Saturday, August 25, 2012

Phelps, Lochte, Bolt, Fraser-Pryce, Manzano, and Joseph Gordon-Levitt?



Movie Review: Premium Rush

Director: David Koepp

Reviewed: 25 August 2012

jamesintexas rating--***

A bike messenger who pedals the streets of Manhattan with no brakes clashes with a gambling-addicted scumbag psychopath in need of cash who similarly lives his life without restraint.  Joseph Gordon-Levitt stars as Wilee (as in Coyote), the recently broken-up protagonist who careens through the alleyways, traffic jams, and crushing cabs of NYC with maniacal fervor.  He picks up a delivery that is wanted by Bobby Monday (Michael Shannon) who starts out reasonably asking for the message and ends up raising the stakes dramatically.  Without giving too much away, let me say this: Premium Rush is a virtual nonstop chase movie, and a quite good one, with Levitt riding his bike like it is a contact sport.  Koepp tips his hat to video game influenced films like Run Lola Run and Scott Pilgrim vs. The World by imbuing Wilee with an almost supernatural ability to read traffic patterns, play out scenarios in a split second, decide which route to take when all others will involve probable accidents and possible death.  Dania Ramirez is Vanessa, Wilee's ex who becomes wrapped up in the chase as well, and there's a potential new biker interested in her who is named Manny (Wole Parks) and might be an even stronger cyclist than Wilee.

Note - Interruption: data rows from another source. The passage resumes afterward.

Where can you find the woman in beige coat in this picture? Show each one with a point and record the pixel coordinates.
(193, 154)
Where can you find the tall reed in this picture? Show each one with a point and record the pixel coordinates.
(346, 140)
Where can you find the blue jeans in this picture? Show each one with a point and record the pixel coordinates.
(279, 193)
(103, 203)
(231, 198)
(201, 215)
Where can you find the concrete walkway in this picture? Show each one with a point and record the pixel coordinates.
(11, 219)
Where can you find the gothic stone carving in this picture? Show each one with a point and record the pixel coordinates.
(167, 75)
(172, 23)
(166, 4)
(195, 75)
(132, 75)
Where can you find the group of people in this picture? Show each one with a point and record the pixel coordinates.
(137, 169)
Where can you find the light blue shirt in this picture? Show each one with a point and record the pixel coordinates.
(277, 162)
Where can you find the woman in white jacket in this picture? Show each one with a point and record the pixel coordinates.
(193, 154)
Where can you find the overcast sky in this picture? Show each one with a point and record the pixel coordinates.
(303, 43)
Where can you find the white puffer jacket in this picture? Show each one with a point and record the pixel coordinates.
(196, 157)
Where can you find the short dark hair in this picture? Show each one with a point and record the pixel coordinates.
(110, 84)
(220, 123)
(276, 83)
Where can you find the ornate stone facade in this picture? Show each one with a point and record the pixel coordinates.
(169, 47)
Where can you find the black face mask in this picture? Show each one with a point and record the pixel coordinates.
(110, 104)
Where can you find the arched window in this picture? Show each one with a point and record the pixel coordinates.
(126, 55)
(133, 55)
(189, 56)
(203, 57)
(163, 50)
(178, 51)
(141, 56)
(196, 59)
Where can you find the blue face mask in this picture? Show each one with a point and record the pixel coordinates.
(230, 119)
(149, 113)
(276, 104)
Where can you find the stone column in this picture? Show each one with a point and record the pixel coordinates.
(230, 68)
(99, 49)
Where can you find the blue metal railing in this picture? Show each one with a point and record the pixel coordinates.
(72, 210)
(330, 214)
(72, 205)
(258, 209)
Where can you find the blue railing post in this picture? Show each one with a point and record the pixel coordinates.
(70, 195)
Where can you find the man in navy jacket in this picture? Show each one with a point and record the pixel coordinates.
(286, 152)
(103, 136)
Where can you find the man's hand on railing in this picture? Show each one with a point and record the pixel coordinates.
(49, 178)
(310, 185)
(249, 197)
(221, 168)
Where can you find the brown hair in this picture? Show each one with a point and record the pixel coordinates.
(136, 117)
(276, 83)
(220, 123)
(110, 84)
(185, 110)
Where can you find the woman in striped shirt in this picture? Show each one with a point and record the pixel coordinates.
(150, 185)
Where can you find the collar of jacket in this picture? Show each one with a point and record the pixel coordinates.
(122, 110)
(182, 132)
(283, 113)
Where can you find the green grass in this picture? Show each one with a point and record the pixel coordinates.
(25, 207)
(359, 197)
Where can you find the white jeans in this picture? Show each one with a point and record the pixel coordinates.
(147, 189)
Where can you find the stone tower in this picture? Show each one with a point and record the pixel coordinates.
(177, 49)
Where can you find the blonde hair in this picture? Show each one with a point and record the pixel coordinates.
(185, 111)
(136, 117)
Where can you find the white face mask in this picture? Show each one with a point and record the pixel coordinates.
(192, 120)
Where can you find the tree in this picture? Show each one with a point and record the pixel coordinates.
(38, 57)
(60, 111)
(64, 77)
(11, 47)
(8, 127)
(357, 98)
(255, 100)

Shannon's Monday is bug-eyed, maniacal, and scenery-chewing, but I liked decisions that were made to go smaller with his character than is usually seen with a bad guy in a New York City action movie.  Instead of feeling like there is a Keyser Soze type mastermind at work pulling all strings or a Hannibal Lecter of infinite foresight and intelligent, Bobby Monday is a mess, careening off the wrong choices he makes into the lives of others, and skidding up against multiple other characters.  The star of Boardwalk Empire and criminally under seen Take Shelter, Shannon is such a strong actor with such genuinely interesting choices that I kept wanting him to have even more to do.  He plays well off of Levitt here who has a credible bike presence and arrogance.

Koepp plays for laughs, at times, with a relentless biking cop always chasing Wilee's heels and Aasif Mandiv as the home base operator of the bike messenger system.  There are some clunky moments involving what Wilee's carrying and why he's got to deliver it, as well as some leaps of logic especially regarding Bobby Monday's degenerate character and Wilee's anti-corporate principles (as he delivers for the corporations, sans suit), but I feel like Koepp has striven to portray a subculture of astonishing speed and daring (the bike messengers who possess skills and talents still necessary in our email, internet-obsessed age) with accuracy and reverence.  There is something fun about seeing two actors bike through Central Park, pedaling at top speed, making some jumps that I would never dare on my bike.  It's the same draw and appeal of seeing Lochte best Phelps in the pool, seeing Manzano stretch from 6th to 2nd in the 1500 meter final, seeing Bolt pull away from Blake and Gatlin in the 100, or watching Shelly-Ann Fraser-Pryce take down Carmelita Jeter.  The thrill of speed and pushing to the limit exists in this film, despite some of its weaknesses.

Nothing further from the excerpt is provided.